Но он не сомневался, что перевесит страх.
А тем временем после его слов наступила тишина. Поппея и все присутствующие впились взглядами в глаза Нерона, а он, выпятив губы, поднял их к ноздрям, как делал всегда, когда не знал, как поступить. Лицо его приняло выражение озабоченности и недовольства.
— Государь, — воскликнул, заметив это, Тигеллин, — разреши мне удалиться. Когда хотят подвергнуть смертельной угрозе твою особу и при этом называют тебя малодушным императором, малодушным поэтом, поджигателем и комедиантом, уши мои не могут стерпеть таких слов.
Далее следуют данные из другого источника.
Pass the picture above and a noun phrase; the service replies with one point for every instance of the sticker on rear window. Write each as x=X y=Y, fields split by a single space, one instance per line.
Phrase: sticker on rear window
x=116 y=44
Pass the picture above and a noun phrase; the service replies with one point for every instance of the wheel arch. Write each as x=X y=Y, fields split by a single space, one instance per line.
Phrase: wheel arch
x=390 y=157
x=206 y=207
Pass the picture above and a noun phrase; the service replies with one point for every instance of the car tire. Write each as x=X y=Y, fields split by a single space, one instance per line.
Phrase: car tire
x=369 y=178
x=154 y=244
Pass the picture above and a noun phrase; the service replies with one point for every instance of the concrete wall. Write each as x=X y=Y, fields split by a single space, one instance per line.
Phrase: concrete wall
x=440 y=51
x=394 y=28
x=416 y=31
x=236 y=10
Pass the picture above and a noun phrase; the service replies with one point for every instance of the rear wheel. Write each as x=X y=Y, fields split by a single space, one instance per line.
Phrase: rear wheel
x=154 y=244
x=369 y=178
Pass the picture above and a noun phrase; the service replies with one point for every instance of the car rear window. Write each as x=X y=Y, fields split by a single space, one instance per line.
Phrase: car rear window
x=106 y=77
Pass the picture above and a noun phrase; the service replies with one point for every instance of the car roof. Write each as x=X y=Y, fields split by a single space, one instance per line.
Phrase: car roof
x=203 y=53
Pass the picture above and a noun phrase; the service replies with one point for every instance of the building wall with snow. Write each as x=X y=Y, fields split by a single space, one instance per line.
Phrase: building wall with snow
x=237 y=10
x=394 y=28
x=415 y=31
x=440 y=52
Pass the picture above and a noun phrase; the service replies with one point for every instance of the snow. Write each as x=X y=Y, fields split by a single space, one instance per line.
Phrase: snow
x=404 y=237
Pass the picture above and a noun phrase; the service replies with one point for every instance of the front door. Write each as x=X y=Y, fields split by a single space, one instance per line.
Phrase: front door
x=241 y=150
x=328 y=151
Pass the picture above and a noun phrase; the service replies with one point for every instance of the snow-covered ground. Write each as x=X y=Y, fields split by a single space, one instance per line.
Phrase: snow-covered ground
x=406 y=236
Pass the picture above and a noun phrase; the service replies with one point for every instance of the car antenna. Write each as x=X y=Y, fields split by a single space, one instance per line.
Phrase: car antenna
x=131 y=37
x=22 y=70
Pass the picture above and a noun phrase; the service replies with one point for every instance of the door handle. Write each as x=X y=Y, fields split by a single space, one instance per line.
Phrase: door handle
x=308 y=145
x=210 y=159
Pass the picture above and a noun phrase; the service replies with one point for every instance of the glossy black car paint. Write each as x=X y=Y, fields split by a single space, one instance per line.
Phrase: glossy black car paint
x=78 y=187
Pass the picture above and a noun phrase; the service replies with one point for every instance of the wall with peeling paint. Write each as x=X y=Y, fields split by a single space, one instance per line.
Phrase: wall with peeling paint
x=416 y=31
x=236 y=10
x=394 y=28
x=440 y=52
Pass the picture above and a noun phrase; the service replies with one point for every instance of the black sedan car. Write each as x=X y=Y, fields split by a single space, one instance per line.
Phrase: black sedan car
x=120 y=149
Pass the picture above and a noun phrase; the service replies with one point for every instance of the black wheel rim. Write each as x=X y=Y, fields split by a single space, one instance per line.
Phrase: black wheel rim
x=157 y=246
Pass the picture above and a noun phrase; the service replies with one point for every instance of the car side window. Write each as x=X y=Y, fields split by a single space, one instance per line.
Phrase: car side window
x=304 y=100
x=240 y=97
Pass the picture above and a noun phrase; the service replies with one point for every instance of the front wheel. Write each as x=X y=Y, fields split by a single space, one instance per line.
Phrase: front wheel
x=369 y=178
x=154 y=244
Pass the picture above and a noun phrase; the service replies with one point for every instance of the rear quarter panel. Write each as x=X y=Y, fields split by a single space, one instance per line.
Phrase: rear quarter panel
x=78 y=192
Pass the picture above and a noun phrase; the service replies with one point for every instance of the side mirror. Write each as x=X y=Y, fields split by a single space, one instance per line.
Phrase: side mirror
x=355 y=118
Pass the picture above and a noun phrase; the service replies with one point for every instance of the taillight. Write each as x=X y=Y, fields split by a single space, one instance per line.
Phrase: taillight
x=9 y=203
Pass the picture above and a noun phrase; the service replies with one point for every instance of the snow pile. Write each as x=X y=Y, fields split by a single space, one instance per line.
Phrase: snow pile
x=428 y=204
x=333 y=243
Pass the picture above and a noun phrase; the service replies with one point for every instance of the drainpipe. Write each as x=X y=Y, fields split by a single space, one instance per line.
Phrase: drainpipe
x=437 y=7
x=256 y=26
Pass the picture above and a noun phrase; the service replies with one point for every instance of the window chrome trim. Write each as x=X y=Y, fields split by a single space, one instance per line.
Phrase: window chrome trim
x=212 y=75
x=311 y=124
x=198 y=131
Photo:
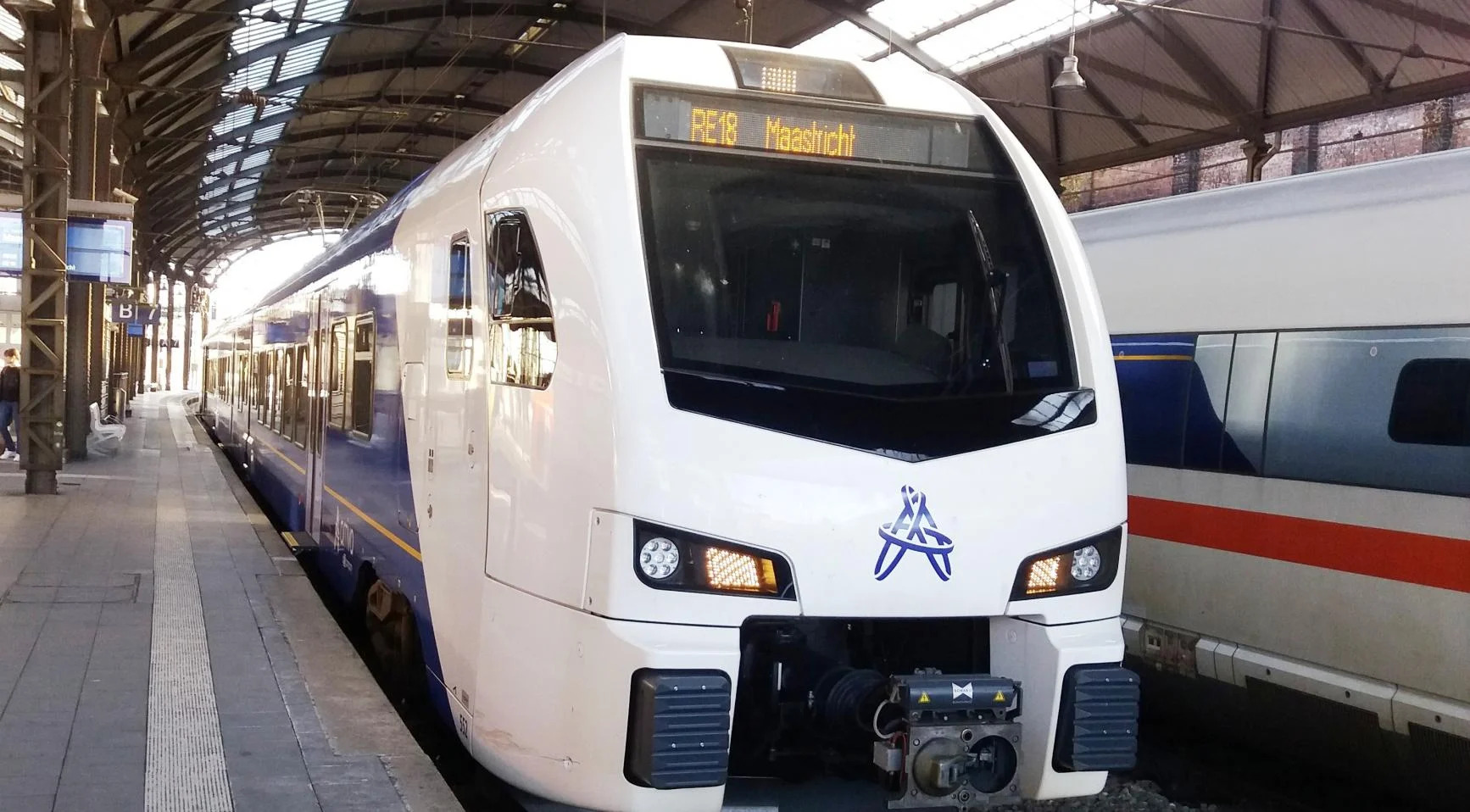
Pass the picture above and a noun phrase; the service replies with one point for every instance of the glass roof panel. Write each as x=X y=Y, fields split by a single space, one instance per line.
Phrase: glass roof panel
x=320 y=9
x=1009 y=28
x=911 y=18
x=989 y=28
x=302 y=59
x=268 y=134
x=843 y=40
x=258 y=75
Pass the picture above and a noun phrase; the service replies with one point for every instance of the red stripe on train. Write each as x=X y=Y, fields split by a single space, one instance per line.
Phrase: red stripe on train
x=1413 y=558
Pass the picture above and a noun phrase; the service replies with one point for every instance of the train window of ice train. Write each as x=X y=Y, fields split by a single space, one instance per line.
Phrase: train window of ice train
x=1432 y=402
x=1378 y=408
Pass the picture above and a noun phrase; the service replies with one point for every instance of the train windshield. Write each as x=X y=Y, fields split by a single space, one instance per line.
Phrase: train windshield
x=905 y=311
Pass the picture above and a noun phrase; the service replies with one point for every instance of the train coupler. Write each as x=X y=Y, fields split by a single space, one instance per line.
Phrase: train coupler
x=955 y=743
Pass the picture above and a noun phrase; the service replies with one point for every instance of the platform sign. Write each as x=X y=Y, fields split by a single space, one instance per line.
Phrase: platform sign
x=126 y=311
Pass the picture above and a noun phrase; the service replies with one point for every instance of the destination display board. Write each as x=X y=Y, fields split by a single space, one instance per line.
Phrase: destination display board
x=817 y=131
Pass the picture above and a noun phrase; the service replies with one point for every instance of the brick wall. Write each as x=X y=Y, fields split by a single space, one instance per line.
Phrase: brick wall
x=1348 y=142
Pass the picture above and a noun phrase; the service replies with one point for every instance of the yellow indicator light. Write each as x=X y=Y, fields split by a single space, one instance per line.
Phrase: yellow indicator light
x=1043 y=576
x=727 y=570
x=778 y=80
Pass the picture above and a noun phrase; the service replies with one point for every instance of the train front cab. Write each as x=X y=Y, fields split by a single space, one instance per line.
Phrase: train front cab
x=867 y=499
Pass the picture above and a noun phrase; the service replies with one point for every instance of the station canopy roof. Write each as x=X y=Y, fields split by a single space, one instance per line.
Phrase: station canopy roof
x=238 y=121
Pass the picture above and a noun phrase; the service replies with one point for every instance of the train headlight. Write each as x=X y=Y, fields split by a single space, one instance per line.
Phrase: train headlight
x=1087 y=562
x=1083 y=567
x=659 y=558
x=671 y=559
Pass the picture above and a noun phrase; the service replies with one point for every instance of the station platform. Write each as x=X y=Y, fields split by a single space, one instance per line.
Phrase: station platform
x=160 y=649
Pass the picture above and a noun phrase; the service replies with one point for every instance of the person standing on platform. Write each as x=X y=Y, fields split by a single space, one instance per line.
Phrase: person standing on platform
x=9 y=400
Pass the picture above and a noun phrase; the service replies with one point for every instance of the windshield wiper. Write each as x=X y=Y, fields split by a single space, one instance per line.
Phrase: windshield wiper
x=993 y=280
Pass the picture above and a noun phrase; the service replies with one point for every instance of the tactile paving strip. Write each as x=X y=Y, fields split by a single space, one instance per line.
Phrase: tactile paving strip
x=186 y=768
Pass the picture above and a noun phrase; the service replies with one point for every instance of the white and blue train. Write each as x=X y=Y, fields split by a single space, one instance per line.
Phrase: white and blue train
x=718 y=417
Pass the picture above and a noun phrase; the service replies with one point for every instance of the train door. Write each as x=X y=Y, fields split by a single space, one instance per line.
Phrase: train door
x=318 y=394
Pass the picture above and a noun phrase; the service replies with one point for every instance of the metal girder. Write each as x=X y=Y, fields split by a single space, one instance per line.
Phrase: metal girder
x=182 y=193
x=1099 y=65
x=320 y=106
x=1263 y=74
x=262 y=221
x=208 y=25
x=130 y=68
x=1035 y=149
x=294 y=139
x=262 y=184
x=43 y=280
x=180 y=200
x=1422 y=16
x=1053 y=116
x=156 y=109
x=188 y=59
x=1350 y=52
x=481 y=9
x=877 y=28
«Я проиграл», — подумал Петроний.
Но, оборотясь к Тигеллину, он смерил его взглядом, в котором было презрение знатного вельможи и утонченного человека к нищему, и молвил:
— Это тебя я назвал комедиантом, Тигеллин, и ты являешься им даже сейчас.
— Не потому ли, что не желаю слушать твоих оскорблений?
— Потому что ты разыгрываешь безграничную любовь к императору, а сам только недавно грозил ему преторианцами, что поняли мы все, и он также.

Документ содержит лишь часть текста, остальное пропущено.